Background

Bladder cancer (BCa) is a type of urogenital cancer that has a high morbidity and mortality rate [1]. The most common metastatic sites are lymph nodes (LN) [2]. Lymph node metastasis (LNM) affects the survival rate of BCa patients. For BCa patients with LNM, the 5-year cancer-specific survival rate was 27.7% [3], which is observably lower than that of patients without LNM. As a result, accurate preoperative prediction of LNM is of significance for disease staging, therapy selection, and survival prediction [4]. Examinations such as ultrasonography, CT, and MRI are all commonly used to diagnose BCa, however, their efficacy in identifying metastatic malignant LN is unsatisfactory [5]. Needle biopsy is an effective but invasive method; furthermore, the sample selection of the nodes can sometimes cause false negatives [6]. Because of the limitations of current diagnostic methods, there is an essential requirement for a non-invasive and precise method to predict LNM with BCa.

Three-phase CT has become an important clinical examination tool because of its economical and rapid imaging. Grobmyer et al. [7] evaluated LNM based on the size of retroperitoneal and pelvic LN captured in CT images, obtaining a diagnostic sensitivity of only 40%, thereby failing to meet the requirements of clinical precision diagnosis and treatment.

Heterogeneity exists within tumors and is expressed on various spatial scales, including the genetic, cellular, molecular, and radiological level [8]. Thus, we often need to obtain a portion of the tumor tissue by invasive methods. Radiomics — the high-throughput capture and analysis of a vast amount of advanced quantitative imaging features from digital medical images — is a potential non-invasive approach to analyze the entire tumor [9]. While radiomics can quantify heterogeneity within tumors, partial volume effects may lead to inaccurate quantification of heterogeneity in small lesions. Hatt et al. [10] demonstrated that radiomics texture features achieved relatively poor prognostic accuracy for tumors < 10 cm3. Both positive and negative LN tumors are small, so radiomics may not be appropriate for LN analysis. Thus, the objective of our research was to develop a LNM prediction model based on three-phase CT images of primary lesions.

Deep learning (DL) has been widely used in medical imaging as the most effective method for learning feature expressions [11]. This technique can enable more accurate correlation between radiomics models and disease characteristic prediction.
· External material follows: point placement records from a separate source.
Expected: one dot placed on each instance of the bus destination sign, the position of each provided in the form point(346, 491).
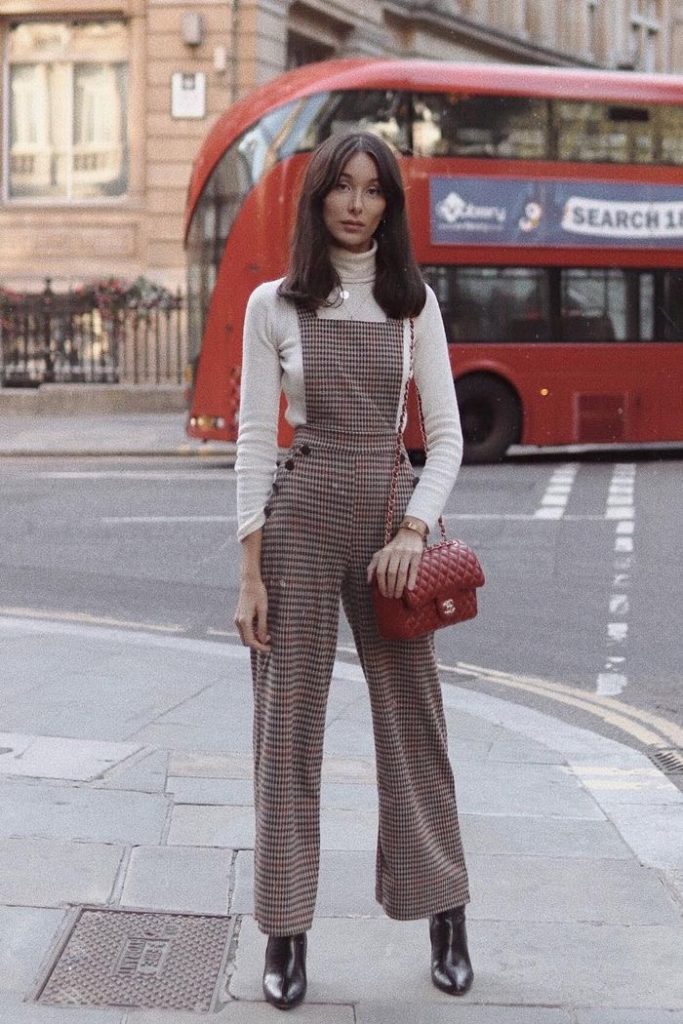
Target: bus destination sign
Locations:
point(512, 212)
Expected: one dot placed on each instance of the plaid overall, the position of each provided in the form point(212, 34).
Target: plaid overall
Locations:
point(325, 519)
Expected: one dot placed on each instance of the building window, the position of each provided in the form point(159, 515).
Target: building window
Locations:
point(645, 27)
point(68, 135)
point(302, 50)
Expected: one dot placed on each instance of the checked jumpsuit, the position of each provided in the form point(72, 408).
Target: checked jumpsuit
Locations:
point(325, 519)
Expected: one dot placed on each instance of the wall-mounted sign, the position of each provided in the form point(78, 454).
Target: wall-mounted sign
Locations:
point(539, 212)
point(188, 94)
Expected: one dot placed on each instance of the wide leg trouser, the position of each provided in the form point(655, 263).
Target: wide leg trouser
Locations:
point(326, 521)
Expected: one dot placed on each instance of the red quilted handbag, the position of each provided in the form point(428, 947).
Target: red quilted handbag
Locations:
point(444, 593)
point(447, 578)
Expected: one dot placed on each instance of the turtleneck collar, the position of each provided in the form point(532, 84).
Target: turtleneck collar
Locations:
point(354, 267)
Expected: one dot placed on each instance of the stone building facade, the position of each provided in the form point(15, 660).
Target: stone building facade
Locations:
point(104, 102)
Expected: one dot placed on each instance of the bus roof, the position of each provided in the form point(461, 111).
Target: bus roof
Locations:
point(425, 76)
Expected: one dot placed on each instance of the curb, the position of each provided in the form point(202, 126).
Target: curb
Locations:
point(123, 453)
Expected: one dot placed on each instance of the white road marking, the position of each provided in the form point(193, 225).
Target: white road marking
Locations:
point(144, 519)
point(556, 495)
point(620, 508)
point(136, 474)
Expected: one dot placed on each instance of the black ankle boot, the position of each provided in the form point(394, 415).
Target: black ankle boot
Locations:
point(452, 970)
point(285, 971)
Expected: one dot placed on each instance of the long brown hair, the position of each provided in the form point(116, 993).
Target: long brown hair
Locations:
point(398, 289)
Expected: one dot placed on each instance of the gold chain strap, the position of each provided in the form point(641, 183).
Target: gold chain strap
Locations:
point(391, 505)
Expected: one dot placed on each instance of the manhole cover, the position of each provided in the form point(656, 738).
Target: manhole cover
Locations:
point(123, 958)
point(670, 760)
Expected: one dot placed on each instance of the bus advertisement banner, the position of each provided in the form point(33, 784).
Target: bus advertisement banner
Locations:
point(513, 212)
Nevertheless, the use of CT-based hand-crafted radiomics (HCR) features and DL features to predict the LNM of BCa has not yet been studied.

We aim to build a deep learning radiomics model based on three-phase CT using a two-center dataset to accurately predict the LNM status for BCa patients preoperatively.

Methods

Patient selection

This retrospective research was approved by the hospital’s review board, waiving the requirement for patient informed consent. We selected BCa patients who were treated between March 2008 and June 2022 in accordance with our inclusion and exclusion criteria. Patients were subject to the following inclusion criteria: (a) pathologically confirmed urothelial carcinoma; (b) standard pelvic three-phase CT performed < 20 days before surgery; (c) extended pelvic lymph node dissection (up to the aortic bifurcation); (d) adequate follow-up examinations. The following were the exclusion criteria: (a) patients with other tumor disease simultaneously; (b) incomplete clinical or imaging data; (c) patients who were given preoperative care, such as chemotherapy, radiotherapy, or immunotherapy. Ultimately, we included 239 patients in our research: we used data collected from 185 patients of the Affiliated Hospital of Qingdao University as the training set, and data collected from 54 patients of Shandong Provincial Hospital Affiliated to Shandong First Medical University as the external test set.

We gathered the following clinical information from medical records and CT images: patient age, patient gender, tumor location, shape (cauliflower-like, papillary, or mound-like lesions), size, calcification (yes or no), cystic necrosis (yes or no), boundary (clear or unclear), number (solitary or multiple), stalk (absent or present), CT reported T stage, CT reported LN status, and CT value of lesions in the three phases (corticomedullary-phase, nephrographic-phase, and excretory-phase). Patients with observable abdominal LN > 10 mm or pelvic LN > 8 mm in the maximal short-axis diameter were considered as clinically LN-positive [12]. Two experienced radiologists reviewed the CT images and resolved any discrepant interpretations through discussion.

CT image acquisition

All patients underwent three-phase CT examination. Supplementary Table S1 displays the CT acquisition settings. The three-phase (corticomedullary-phase, nephrographic-phase, and excretory-phase) images were acquired at 25 s, 75 s, and 300 s after the bolus-triggering threshold of 120 HU had been reached at the thoracoabdominal aorta junction, respectively.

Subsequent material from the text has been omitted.